WANGEL: I thought that pleased you.
ELLIDA: I know. But now we pay the price. There is nothing – nothing to hold me here. Not one precious thing.
WANGEL: From tomorrow you are free. To live your own life. As you please.
ELLIDA: My life? Oh, no! My life, the life I was born to, died the day I married you. He kept faith! And now he’s here, the man I betrayed! Offering me a chance to live. How can I let that go…Yes, it’s terrifying – but how can I?
WANGEL: I’ll help you! Please…I’m your husband – your doctor. Let me make the choice for you.
ELLIDA: Don’t think I haven’t thought of that.
WANGEL: Then –
ELLIDA: Hiding? Behind you? From every terror? Every danger? Every fascination. I can’t. I won’t.
WANGEL: (Takes her arm.) Come for a walk.
ELLIDA: No, I have to wait!
WANGEL: The boat will be ages yet. Come…it’ll fill in the time.
They go.
ARNHOLM and BOLETTE stroll by the pond.
BOLETTE: (Noticing ELLIDA and her father.) Oh, it’s –
ARNHOLM: Sssh – don’t disturb them.
BOLETTE: What’s going on?
ARNHOLM: You’ve
noticed?
BOLETTE: Have I! What is it?
ARNHOLM: I don’t really know.
BOLETTE: I think you do.
ARNHOLM: Perhaps…it might be as well for everyone if your stepmother went away for a while.
BOLETTE: I tell you something. If she does, she won’t be back. Not while Hilde and I are here. She worships her, you know. Hilde. Not that you’d ever guess it.
ARNHOLM: What about you? Do you like your stepmother?
BOLETTE: It’s different in my case – she’s not so much older than me.
ARNHOLM: Perhaps you’ll be the one to leave home.
BOLETTE: Oh…you spoke to Father!
ARNHOLM: Yes, I did. Bolette, he has a lot on his mind.
BOLETTE: You see? I told you.
ARNHOLM: I’m afraid he made it clear that he wasn’t able to help. I’m sorry.

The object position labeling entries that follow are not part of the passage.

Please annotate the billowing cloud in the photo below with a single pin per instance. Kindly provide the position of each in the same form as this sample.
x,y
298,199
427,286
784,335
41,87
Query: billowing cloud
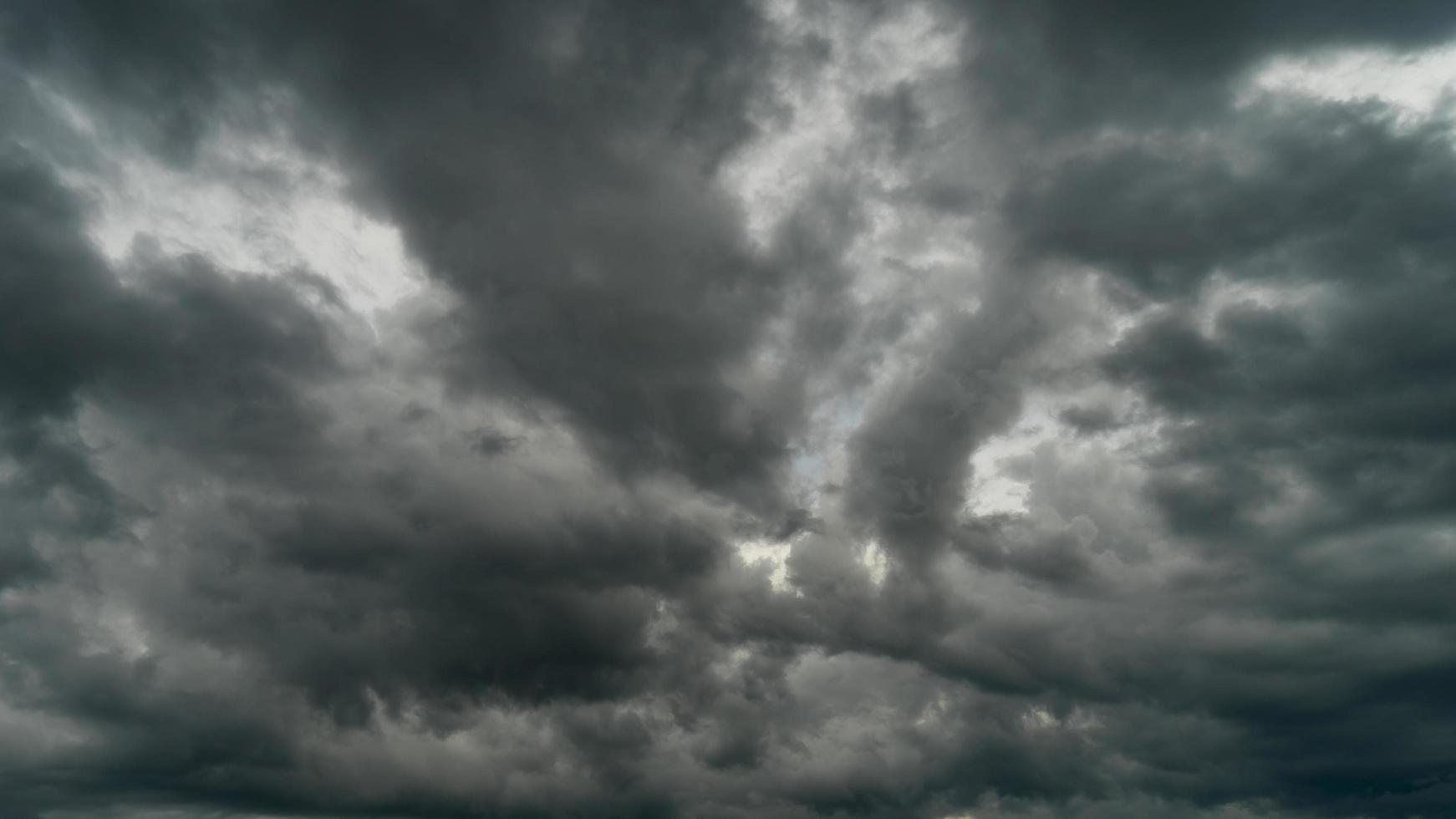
x,y
727,410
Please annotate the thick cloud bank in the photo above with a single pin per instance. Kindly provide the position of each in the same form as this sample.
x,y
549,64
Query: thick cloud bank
x,y
720,410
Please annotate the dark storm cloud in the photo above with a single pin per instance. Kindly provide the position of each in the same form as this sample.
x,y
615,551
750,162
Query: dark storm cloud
x,y
482,567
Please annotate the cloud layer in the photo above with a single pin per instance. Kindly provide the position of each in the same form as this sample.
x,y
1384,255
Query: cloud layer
x,y
716,410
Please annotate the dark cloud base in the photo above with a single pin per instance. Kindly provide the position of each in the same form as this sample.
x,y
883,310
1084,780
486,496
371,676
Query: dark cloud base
x,y
481,555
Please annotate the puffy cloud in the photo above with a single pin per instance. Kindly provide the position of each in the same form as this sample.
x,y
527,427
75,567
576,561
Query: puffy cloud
x,y
796,410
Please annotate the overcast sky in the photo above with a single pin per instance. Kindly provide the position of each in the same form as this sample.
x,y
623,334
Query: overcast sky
x,y
682,410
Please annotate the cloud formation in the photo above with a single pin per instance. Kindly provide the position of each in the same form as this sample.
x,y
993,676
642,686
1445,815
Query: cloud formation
x,y
714,410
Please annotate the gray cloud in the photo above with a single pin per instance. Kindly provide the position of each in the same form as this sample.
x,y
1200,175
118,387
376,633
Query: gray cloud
x,y
1138,501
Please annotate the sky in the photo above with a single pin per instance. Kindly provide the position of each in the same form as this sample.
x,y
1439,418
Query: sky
x,y
714,410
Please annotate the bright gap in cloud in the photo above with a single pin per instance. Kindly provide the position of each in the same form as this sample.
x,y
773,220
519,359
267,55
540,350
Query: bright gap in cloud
x,y
1416,84
257,206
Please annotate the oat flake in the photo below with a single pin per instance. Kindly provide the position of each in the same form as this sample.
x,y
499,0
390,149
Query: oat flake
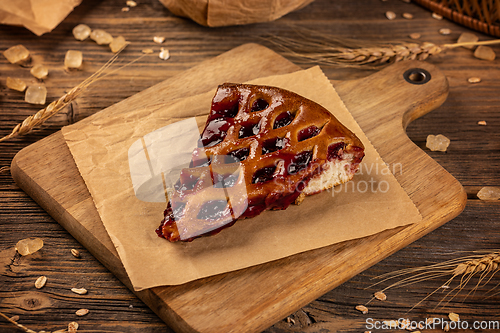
x,y
380,296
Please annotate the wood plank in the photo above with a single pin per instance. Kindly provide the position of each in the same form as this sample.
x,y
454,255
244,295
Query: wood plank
x,y
69,202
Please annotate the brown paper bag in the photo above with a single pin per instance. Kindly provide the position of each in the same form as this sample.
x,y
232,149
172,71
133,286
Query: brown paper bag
x,y
218,13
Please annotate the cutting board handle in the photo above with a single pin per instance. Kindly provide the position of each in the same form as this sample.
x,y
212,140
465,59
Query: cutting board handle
x,y
394,96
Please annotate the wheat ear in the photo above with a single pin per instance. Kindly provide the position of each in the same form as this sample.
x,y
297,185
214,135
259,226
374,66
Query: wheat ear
x,y
24,328
484,264
34,121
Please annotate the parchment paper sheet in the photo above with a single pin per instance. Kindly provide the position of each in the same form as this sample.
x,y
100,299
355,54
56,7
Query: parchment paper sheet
x,y
217,13
372,202
38,16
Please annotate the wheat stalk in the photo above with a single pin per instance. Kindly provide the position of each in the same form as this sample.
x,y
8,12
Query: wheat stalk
x,y
24,328
325,51
38,119
483,264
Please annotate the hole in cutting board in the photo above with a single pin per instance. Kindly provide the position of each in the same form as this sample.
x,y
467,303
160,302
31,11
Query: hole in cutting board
x,y
417,76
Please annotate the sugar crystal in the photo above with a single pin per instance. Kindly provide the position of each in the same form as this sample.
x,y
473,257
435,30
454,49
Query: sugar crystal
x,y
437,142
489,193
36,94
117,44
485,53
81,31
16,84
73,59
101,37
468,37
158,39
164,54
17,54
39,71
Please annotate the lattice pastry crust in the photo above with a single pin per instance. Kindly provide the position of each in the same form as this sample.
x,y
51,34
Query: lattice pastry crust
x,y
262,148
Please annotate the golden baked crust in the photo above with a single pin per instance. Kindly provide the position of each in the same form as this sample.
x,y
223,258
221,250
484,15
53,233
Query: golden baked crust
x,y
260,148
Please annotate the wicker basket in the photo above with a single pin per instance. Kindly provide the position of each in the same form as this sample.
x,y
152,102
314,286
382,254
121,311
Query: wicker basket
x,y
480,15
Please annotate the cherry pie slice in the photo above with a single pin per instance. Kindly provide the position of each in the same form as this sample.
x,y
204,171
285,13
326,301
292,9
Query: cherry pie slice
x,y
262,148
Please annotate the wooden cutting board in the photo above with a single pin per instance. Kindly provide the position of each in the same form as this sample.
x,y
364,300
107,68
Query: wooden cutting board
x,y
252,299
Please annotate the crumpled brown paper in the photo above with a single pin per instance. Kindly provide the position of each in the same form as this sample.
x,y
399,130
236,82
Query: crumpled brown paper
x,y
218,13
374,201
38,16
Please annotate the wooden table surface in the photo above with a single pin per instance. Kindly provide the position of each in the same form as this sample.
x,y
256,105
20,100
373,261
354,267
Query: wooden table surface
x,y
473,158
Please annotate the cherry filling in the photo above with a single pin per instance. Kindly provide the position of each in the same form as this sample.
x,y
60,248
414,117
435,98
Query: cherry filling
x,y
259,105
213,210
273,145
178,210
308,133
214,132
248,129
263,175
283,119
237,155
221,181
299,162
335,151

BOLETTE: So you’re just standing there teasing me.
ARNHOLM: Teasing?
BOLETTE: About leaving?
ARNHOLM: No. Not at all. Whether you stay…or go out into the world, learn, do all the things you’ve wanted to do…it’s for you to decide, Bolette.
BOLETTE: How can I if there’s no money?
ARNHOLM: Would you accept help? From your old teacher?
BOLETTE: You? Really? You’d help me?
ARNHOLM: Glad to. What do you say?
BOLETTE: Help me to live my own life? But I couldn’t accept, not from a stranger.
ARNHOLM: Not from a stranger, Bolette. From me.
BOLETTE: Of course. (Takes his hands.) Oh, I want to laugh and cry, all at once!
ARNHOLM: After all, you’ve no ties, there’s nothing to keep you here.
BOLETTE: Nothing at all…well there’s Father…Hilde…
ARNHOLM: You’ll have to leave him one day. And as for Hilde…she’ll want her own life too.
BOLETTE: Yes. I can go whenever I want.
ARNHOLM: Then you shall come away with me. Are you prepared to put yourself into my trust?
BOLETTE: Of course! – you’re my teacher, my dear old teacher!
ARNHOLM: Well, that’s in the past. What I’m saying – what I’m asking you now is…will you join yourself to me? Share my life?
BOLETTE: (Shrinks back.) What do you mean?
ARNHOLM: Bolette, I am asking you to be my wife.
BOLETTE: But you couldn’t – no – it’s not possible.
ARNHOLM: Is it really so out of the question?
BOLETTE: Is this what you meant when you offered to help me?
ARNHOLM: I’m sorry. I’ve taken you by surprise. Of course you didn’t realise that I’m here because of you.